Huggins now claims that the formal resignation e-mail- which included the phrase “Please accept this correspondence as my formal notice of resignation as WVU Head Basketball Coach and as notice of my retirement from West Virginia University, effective immediately”- was drafted and sent by his wife without his knowledge.
Which is a bold strategy, both from a legal standpoint and on the domestic front.
West Virginia, who was likely thanking Baby Jeebus that their toxic shithole coach had removed himself from the game without them having to risk firing him for cause, has responded with a full-throated and chesty “Fuck Y’all”, essentially daring Huggins to bring it to court.
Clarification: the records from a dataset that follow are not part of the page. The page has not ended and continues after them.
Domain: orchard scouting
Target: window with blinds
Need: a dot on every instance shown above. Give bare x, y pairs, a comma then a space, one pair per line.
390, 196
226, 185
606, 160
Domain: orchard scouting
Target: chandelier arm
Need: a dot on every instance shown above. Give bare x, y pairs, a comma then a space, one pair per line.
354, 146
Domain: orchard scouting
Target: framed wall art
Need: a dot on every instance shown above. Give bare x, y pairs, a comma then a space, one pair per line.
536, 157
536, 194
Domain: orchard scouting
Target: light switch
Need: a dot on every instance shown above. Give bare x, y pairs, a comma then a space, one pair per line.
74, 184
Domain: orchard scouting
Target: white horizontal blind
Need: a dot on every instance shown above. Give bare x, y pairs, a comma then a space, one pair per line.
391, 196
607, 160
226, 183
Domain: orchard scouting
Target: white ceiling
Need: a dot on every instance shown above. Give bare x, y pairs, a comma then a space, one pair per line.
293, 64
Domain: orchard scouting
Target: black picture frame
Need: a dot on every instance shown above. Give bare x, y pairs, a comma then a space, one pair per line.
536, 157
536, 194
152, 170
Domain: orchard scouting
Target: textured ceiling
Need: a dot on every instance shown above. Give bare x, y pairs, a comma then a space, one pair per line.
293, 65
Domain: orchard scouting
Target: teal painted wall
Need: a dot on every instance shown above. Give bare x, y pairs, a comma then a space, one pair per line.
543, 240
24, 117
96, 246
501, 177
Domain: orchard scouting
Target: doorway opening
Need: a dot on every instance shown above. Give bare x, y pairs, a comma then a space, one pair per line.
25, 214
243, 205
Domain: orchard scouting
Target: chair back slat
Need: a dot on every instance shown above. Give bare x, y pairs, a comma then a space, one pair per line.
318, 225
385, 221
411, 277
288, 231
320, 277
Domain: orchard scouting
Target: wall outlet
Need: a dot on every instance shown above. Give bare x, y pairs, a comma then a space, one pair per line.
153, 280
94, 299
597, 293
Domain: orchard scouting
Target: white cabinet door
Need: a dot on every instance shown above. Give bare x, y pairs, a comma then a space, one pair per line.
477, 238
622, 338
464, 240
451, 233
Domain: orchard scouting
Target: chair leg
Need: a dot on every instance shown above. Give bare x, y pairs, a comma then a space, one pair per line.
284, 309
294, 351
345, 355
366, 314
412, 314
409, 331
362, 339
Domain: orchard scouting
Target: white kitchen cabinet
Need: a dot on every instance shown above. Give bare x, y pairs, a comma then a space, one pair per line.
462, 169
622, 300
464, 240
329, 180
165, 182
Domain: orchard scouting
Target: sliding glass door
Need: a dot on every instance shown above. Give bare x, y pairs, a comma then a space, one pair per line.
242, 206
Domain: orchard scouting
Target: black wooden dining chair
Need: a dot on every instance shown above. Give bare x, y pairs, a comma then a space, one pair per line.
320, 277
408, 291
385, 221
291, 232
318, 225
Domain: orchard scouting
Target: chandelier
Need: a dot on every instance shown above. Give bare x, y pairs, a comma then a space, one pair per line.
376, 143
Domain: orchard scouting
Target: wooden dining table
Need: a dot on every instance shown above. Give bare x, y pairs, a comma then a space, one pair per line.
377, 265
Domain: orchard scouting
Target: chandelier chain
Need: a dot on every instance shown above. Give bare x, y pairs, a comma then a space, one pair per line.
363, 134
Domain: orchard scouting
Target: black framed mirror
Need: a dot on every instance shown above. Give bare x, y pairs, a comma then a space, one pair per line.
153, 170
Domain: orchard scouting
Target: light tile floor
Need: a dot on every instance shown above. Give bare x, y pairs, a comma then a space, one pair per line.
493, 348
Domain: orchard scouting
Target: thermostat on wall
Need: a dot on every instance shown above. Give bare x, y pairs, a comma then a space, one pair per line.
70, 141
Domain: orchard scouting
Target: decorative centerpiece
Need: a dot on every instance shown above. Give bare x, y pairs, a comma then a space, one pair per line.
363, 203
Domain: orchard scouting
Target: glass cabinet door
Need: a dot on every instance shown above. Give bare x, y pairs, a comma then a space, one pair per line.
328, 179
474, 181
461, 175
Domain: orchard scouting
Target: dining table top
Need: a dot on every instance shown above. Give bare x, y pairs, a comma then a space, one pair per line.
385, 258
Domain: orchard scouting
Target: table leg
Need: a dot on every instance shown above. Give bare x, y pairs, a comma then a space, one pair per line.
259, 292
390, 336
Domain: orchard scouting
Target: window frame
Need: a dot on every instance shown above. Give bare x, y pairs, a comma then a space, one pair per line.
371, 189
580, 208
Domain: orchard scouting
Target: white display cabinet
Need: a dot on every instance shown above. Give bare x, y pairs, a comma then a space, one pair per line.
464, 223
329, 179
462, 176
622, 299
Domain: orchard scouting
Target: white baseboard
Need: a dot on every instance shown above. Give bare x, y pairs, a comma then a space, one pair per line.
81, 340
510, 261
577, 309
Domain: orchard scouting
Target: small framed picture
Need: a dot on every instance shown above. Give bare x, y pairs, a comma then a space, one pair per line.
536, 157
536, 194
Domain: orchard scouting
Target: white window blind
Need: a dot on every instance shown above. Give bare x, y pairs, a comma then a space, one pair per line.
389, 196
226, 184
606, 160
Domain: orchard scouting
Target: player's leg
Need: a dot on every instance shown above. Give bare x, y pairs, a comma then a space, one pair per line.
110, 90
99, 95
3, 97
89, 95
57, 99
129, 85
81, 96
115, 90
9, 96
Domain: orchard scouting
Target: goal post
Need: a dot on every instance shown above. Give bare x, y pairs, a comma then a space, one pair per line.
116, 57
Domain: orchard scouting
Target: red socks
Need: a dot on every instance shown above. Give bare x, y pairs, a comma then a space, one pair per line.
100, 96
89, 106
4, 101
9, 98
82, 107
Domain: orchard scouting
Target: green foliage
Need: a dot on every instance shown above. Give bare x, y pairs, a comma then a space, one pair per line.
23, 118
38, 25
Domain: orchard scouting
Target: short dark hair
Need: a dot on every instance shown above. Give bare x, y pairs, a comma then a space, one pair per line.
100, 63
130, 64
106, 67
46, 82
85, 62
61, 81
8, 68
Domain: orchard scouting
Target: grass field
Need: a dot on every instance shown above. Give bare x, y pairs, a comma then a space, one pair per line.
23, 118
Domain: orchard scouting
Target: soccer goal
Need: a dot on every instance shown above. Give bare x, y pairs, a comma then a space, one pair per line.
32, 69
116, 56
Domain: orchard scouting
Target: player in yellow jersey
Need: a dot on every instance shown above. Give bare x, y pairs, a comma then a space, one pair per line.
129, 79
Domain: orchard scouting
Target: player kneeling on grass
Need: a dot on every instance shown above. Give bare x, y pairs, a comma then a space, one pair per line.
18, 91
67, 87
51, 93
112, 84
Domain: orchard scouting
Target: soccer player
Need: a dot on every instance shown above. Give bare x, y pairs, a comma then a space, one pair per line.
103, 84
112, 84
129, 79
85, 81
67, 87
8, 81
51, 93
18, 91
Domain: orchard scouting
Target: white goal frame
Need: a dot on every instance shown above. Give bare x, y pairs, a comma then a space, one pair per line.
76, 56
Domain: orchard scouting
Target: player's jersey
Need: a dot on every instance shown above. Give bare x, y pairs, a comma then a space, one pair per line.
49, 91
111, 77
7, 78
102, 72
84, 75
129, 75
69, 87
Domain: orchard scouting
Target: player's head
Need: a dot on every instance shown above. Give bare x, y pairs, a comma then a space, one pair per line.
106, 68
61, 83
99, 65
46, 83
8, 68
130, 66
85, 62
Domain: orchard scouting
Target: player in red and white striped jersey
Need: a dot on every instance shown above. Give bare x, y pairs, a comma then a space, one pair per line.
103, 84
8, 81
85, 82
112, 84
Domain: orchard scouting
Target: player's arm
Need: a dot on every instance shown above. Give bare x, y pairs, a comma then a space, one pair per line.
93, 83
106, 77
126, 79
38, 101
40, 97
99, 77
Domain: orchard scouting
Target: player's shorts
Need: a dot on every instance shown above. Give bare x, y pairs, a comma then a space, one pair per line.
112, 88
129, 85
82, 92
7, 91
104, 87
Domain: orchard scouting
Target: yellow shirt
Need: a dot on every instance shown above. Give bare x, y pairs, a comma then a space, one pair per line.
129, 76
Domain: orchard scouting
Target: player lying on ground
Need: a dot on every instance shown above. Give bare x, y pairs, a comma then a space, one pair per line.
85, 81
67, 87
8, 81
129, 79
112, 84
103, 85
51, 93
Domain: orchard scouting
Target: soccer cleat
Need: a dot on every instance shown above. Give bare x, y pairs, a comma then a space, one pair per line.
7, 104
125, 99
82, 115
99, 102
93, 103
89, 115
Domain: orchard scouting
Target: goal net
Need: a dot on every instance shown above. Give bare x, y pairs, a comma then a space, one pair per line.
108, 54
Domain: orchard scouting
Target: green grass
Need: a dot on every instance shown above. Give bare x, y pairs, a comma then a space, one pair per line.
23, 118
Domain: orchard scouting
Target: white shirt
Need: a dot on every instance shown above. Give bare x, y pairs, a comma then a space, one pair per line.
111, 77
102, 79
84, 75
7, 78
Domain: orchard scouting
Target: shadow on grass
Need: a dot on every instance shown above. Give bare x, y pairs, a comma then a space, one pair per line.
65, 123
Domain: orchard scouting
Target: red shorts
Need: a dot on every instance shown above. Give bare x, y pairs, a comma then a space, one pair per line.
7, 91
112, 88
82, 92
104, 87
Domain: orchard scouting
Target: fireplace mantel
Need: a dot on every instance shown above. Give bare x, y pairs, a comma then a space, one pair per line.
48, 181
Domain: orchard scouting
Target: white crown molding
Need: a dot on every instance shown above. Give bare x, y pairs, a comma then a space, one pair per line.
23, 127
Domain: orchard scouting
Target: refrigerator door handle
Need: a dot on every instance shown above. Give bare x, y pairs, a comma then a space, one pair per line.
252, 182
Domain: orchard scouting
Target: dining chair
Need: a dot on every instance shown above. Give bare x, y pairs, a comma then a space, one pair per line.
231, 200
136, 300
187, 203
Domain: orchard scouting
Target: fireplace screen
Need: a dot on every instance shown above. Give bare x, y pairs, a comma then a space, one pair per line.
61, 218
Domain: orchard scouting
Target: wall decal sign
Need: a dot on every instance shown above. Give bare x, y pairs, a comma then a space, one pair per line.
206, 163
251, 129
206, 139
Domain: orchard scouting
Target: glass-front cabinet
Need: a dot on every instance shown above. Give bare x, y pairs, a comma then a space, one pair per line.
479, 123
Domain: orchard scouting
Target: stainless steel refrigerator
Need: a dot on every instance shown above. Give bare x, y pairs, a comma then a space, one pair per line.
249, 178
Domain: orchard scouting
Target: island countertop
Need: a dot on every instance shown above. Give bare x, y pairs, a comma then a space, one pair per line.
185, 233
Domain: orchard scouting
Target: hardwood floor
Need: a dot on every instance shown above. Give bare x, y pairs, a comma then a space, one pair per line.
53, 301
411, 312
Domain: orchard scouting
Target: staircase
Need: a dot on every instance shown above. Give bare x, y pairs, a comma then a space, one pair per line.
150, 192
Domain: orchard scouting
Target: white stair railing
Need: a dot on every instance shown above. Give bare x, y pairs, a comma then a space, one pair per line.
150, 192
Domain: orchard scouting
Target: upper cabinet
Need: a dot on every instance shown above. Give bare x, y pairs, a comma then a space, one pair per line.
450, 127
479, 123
This will eventually be settled quietly, just like when a prison guard beats an inmate to within an inch of his life for “sassin’ me”. But in the meantime, it’s good theater.
ISSUE THE SECOND: Overrated stuff.
1. Five Guys. Sure, it’s…fine. But holy fuck, 20 bucks for a barely-better-than-McDonalds burger and not-better-than-McDonalds fries? Fuck all the way off.
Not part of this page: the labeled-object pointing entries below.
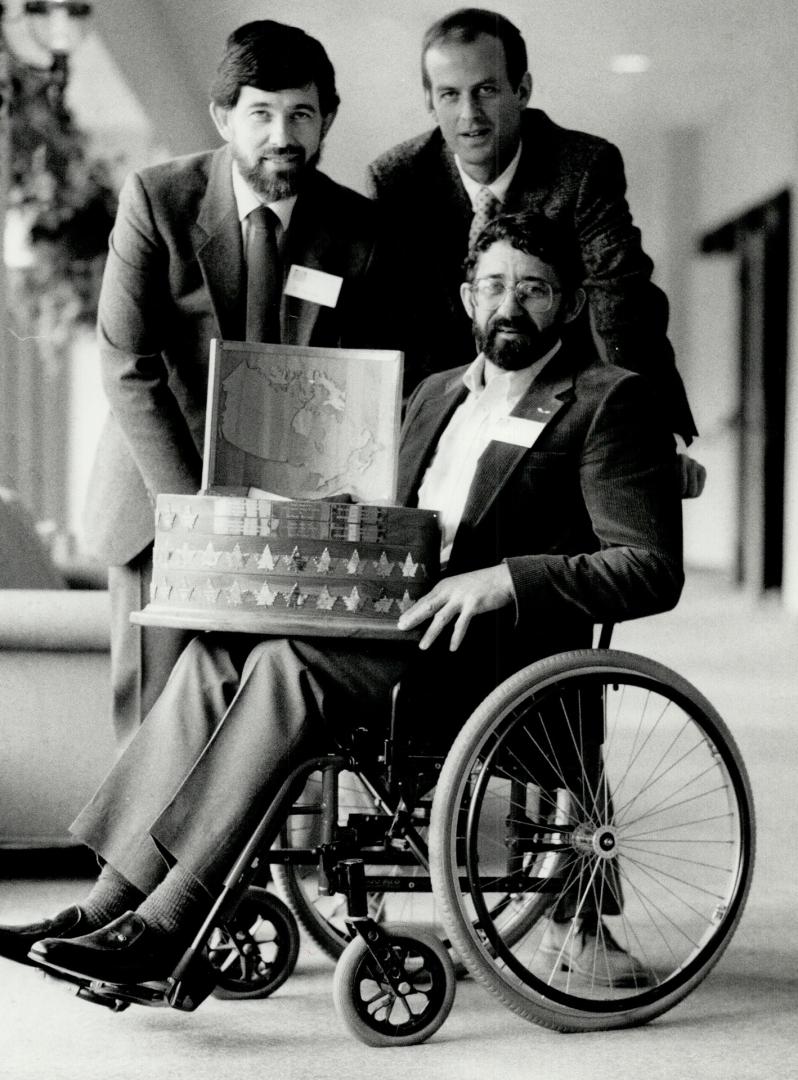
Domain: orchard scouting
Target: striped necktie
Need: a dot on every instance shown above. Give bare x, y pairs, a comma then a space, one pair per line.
486, 206
264, 277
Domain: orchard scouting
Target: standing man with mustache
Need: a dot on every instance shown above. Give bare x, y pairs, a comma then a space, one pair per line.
203, 246
490, 153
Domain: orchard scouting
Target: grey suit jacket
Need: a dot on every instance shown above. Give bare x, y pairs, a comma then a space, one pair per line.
174, 279
589, 520
575, 178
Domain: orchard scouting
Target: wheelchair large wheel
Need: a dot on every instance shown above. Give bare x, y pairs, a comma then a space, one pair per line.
607, 784
378, 1014
256, 952
323, 917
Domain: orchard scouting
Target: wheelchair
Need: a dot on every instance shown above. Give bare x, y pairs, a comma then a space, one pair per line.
595, 788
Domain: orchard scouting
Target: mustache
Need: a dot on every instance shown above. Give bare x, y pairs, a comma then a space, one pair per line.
518, 325
289, 153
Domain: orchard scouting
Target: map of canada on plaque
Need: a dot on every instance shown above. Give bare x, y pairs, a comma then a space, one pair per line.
303, 422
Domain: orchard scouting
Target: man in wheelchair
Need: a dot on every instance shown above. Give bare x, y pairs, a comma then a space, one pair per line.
558, 496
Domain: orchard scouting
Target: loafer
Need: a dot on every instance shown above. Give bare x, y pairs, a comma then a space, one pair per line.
127, 950
594, 957
15, 942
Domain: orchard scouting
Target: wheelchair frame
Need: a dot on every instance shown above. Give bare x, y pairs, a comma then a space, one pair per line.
394, 984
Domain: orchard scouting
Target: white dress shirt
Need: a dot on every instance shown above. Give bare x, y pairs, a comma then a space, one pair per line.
499, 186
492, 394
246, 201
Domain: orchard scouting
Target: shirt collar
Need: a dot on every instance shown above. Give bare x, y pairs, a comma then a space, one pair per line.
499, 186
246, 201
482, 372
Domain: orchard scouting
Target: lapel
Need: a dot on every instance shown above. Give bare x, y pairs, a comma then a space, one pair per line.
448, 213
542, 402
531, 178
421, 435
219, 248
308, 244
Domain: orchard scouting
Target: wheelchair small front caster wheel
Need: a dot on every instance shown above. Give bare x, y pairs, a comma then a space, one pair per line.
380, 1014
257, 949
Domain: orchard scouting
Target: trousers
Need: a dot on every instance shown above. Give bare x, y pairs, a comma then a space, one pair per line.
230, 724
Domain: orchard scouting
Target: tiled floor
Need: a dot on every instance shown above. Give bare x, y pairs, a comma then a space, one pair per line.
742, 1023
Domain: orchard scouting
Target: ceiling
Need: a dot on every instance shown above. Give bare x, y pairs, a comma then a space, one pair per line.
703, 55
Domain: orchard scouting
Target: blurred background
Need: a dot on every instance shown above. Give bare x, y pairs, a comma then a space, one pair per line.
701, 98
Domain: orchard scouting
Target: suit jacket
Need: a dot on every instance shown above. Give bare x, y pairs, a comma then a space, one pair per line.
576, 178
589, 520
175, 279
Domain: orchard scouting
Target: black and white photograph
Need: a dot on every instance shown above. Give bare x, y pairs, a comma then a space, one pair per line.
399, 539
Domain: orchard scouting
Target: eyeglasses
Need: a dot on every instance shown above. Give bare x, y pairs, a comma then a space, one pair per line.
532, 294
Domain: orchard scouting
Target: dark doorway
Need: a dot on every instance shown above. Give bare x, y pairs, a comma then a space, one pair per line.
759, 240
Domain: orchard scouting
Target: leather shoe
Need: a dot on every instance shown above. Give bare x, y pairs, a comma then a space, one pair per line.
127, 950
591, 954
15, 942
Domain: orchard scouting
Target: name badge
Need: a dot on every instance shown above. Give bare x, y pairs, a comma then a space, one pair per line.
517, 430
313, 285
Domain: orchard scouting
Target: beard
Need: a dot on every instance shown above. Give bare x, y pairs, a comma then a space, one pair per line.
272, 186
514, 353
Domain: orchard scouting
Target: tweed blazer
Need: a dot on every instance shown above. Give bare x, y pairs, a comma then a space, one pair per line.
174, 280
575, 178
589, 518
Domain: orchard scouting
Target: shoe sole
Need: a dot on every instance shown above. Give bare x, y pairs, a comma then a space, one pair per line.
595, 979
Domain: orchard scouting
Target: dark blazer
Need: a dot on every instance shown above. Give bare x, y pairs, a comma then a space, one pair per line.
174, 279
589, 518
576, 178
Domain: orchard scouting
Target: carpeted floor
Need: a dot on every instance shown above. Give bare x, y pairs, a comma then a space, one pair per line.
742, 1023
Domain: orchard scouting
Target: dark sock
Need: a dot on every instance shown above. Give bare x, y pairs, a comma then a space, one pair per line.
177, 905
110, 896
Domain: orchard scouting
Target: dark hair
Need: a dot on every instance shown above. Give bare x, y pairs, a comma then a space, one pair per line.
273, 56
465, 25
536, 234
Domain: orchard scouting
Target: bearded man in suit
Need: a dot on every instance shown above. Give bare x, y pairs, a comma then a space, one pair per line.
558, 496
178, 274
488, 154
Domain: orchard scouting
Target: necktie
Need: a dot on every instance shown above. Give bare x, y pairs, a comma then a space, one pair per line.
264, 277
486, 206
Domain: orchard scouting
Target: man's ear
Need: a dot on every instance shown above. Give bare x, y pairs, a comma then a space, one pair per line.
575, 305
220, 118
525, 90
468, 298
327, 122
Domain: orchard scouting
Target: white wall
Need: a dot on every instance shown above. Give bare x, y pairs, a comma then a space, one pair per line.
748, 154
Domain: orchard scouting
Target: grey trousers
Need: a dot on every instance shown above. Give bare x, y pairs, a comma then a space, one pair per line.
230, 724
141, 657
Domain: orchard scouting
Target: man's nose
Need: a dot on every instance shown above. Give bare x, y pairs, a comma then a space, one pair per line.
510, 304
279, 131
470, 107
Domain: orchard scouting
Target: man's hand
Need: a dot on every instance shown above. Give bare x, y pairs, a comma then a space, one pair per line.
459, 598
693, 476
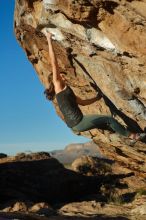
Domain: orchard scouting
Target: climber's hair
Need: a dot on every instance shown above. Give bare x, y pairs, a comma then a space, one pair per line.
50, 91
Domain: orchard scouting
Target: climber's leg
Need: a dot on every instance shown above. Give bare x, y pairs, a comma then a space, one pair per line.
101, 122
2. Orcas. Yes, they are doing God’s Work attacking the yachts of the super-rich. But how many have they killed? Overgrown poseur dolphins…
3. Scarfs. My neck is not my most vulnerable point when it’s 20 below. If we’re going to put luxurious warm wool or cashmere somewhere, let’s make it underwear or socks, right?
4. Smartphones. They are God’s gift to pedants, allowing you to settle any bar argument (non-switchblade category) with ease. But did you guys know people can CALL you on them too? Just like that- no warning, no nothing. What the shit?
5. Skittles. Fight me, you know I’m right. When presented with M&Ms or Skittles, which do you go with? Zero hesitation, it’s M&Ms. Every. Fucking. Time.
Nobody mentioned the epitome of burger satisfaction, White Castle.
Actually had a cheeseburger slider the other day, which I had to have when we had stopped there to get chicken rings for my mother-in-law. And if you have to have pink slime chicken nuggets, the chicken ring can’t be beat.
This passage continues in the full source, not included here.